Jay Ali as Agent Ray Nadeem in Daredevil season three. Nicole Rivelli/Netflix

Ray goes on to say, “I was trying to keep you and your mom safe. I don’t care what people say about me. All I care about is what you say about me. And that you get to live the life that you want.” At this moment, we realize that Ray is the key to Matt’s coming to terms with his own father’s death, and the impetus for forgiving his mother for abandoning him as a baby.

This season explores a lot of complex themes, such as good and evil, the loss of faith, and the concept of sacrificing the few for the good of the many. But perhaps the most important one, and the one that Ray embodies the most, is this: Sometimes, when it comes to the choices we make as parents, there is no black and white, there is no good and evil.
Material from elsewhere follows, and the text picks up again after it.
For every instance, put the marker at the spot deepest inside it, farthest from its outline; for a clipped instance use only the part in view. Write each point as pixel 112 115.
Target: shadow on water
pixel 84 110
There is only gray when it comes to the safety of our children.

Despite the choices he made, Ray Nadeem, like Matt Murdock, redeemed himself, once again finding his moral compass. But unlike Matt, he had more to lose. And eventually, he lost everything, including his life, taken with a single gunshot by Dex. The whole season, all Ray wanted to be was a hero to his son.

And in the end, he was the biggest hero of them all.